0

I'm trying to sort ~13,000 documents on my Mac's local CouchDB database by date, but it gets hung up on document 5407 each time. I've tried increasing the time-out tolerance on Futon but to no avail. This is the error message I'm getting:

for row in db.view('index15/by_date_time', startkey=start, endkey=end): File "/Library/Python/2.6/site-packages/CouchDB-0.8-py2.6.egg/couchdb/client.py", line 984, in iter File "/Library/Python/2.6/site-packages/CouchDB-0.8-py2.6.egg/couchdb/client.py", line 1003, in rows File "/Library/Python/2.6/site-packages/CouchDB-0.8-py2.6.egg/couchdb/client.py", line 990, in _fetch File "/Library/Python/2.6/site-packages/CouchDB-0.8-py2.6.egg/couchdb/client.py", line 880, in _exec File "/Library/Python/2.6/site-packages/CouchDB-0.8-py2.6.egg/couchdb/http.py", line 393, in get_json File "/Library/Python/2.6/site-packages/CouchDB-0.8-py2.6.egg/couchdb/http.py", line 374, in get File "/Library/Python/2.6/site-packages/CouchDB-0.8-py2.6.egg/couchdb/http.py", line 419, in _request File "/Library/Python/2.6/site-packages/CouchDB-0.8-py2.6.egg/couchdb/http.py", line 239, in request File "/Library/Python/2.6/site-packages/CouchDB-0.8-py2.6.egg/couchdb/http.py", line 205, in _try_request_with_retries socket.error: 54

incidentally, this is the same error message that is produced when I have a typo in my script.

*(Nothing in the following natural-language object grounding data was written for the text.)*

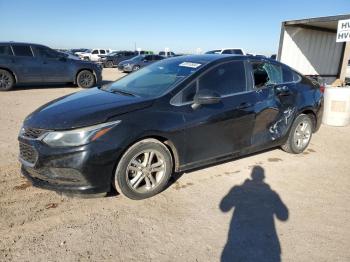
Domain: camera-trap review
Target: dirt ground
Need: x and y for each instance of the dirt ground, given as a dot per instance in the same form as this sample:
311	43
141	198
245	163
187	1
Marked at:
228	211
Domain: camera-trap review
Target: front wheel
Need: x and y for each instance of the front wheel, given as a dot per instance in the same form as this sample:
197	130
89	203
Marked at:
86	79
7	80
144	170
300	135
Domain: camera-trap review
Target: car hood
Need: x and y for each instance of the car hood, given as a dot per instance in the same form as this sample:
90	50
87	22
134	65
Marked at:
84	108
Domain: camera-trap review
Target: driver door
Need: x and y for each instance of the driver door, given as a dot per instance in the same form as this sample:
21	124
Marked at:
218	130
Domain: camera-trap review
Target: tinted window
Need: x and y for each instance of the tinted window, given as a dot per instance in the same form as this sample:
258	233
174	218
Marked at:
155	79
266	74
226	79
46	52
22	50
5	50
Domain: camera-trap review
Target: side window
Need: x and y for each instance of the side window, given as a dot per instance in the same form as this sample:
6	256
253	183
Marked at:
22	50
266	74
46	52
287	75
227	51
226	79
5	50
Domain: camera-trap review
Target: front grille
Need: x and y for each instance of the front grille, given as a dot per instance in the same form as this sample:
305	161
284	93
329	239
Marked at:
27	153
33	133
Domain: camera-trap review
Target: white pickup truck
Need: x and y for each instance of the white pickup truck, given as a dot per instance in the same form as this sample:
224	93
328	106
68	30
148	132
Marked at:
95	54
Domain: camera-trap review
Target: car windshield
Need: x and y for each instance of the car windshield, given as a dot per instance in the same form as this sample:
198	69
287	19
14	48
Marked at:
214	52
155	79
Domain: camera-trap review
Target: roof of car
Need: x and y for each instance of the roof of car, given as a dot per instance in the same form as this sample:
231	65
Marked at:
19	43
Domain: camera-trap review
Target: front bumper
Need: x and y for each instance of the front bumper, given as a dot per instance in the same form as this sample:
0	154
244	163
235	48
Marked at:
77	170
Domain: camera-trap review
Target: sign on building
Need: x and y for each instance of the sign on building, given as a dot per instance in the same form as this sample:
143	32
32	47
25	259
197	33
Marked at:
343	33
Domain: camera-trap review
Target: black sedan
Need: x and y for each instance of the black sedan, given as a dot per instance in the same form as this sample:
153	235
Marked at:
174	115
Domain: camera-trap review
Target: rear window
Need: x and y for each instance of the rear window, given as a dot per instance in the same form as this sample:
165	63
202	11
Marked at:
22	50
5	50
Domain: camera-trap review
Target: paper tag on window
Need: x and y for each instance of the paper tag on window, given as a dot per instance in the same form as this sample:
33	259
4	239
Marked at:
189	64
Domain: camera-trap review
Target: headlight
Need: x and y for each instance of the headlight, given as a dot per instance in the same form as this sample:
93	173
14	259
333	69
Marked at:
78	137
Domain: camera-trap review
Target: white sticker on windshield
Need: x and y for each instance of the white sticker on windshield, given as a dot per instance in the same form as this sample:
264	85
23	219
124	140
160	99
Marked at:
189	64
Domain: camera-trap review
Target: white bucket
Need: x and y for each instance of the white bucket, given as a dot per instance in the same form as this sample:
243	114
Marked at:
336	106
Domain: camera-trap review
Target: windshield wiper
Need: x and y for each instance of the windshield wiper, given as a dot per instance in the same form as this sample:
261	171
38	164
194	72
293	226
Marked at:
122	92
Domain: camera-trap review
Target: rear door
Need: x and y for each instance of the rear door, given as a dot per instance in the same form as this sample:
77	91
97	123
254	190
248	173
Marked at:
274	102
218	130
27	66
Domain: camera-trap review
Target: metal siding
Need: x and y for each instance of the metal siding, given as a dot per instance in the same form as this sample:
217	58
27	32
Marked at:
311	52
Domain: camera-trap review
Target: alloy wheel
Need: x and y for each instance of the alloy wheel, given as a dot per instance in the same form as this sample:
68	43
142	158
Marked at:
302	134
145	171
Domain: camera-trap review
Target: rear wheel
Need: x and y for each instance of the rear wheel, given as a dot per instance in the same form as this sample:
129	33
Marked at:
144	170
300	135
86	79
7	80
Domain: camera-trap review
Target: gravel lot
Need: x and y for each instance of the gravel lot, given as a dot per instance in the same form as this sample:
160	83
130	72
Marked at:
301	209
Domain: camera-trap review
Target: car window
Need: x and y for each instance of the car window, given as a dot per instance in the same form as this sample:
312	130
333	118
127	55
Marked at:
22	50
46	52
266	74
5	50
226	79
155	79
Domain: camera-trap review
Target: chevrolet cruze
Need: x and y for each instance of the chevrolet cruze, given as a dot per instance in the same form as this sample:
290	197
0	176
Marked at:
174	115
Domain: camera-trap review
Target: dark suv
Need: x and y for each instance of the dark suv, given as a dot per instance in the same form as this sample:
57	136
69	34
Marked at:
22	63
115	58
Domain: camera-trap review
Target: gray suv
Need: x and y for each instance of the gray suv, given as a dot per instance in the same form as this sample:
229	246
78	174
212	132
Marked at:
24	63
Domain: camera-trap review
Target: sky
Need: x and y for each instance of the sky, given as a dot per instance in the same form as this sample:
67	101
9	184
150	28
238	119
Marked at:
180	25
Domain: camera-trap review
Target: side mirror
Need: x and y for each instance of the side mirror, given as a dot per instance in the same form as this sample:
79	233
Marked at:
205	97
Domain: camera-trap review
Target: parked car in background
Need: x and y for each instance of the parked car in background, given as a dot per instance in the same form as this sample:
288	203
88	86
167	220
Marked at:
138	62
114	58
94	54
78	51
231	51
174	115
23	63
167	54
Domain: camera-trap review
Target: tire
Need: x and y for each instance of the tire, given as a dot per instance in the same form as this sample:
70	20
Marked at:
300	135
7	81
135	68
138	176
109	64
86	79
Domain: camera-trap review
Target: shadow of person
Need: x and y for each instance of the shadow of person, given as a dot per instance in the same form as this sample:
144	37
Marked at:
252	235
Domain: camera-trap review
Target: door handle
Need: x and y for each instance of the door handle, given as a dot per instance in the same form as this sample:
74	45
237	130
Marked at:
282	90
244	105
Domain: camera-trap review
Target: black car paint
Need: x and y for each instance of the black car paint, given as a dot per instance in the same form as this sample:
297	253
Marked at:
38	69
240	124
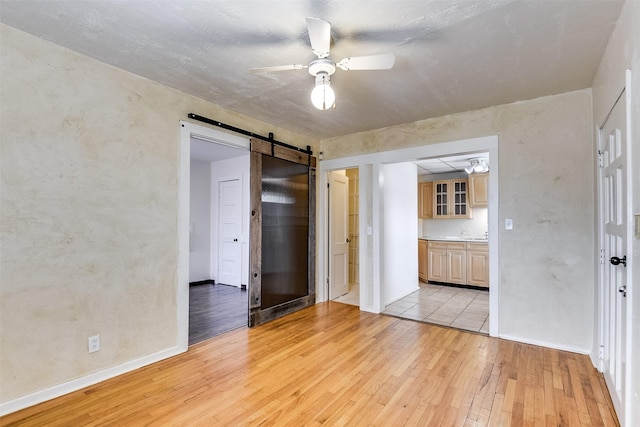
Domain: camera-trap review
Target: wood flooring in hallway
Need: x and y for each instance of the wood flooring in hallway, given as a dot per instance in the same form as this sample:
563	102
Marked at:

I'm using couchpy to create the view as follows:

def dateTimeToDocMapper(doc):

from dateutil.parser import parse
from datetime import datetime as dt
if doc.get('Date'):
    # [year, month, day, hour, min, sec]
    _date = list(dt.timetuple(parse(doc['Date']))[:-3])
    yield (_date, doc)

while this is running, I can open a python shell and using server.tasks() I can see that the indexing is indeed taking place.

>>> server.tasks()

[{u'status': u'Processed 75 of 13567 changes (0%)', u'pid': u'<0.451.0>', u'task': u'gmail2 _design/index11', u'type': u'View Group Indexer'}]

but each time it gets stuck on process 5407 of 13567 changes (it takes ~8 minutes to get this far). I have examined what I believe to be document 5407 and it doesn't appear to be anything out of the ordinary.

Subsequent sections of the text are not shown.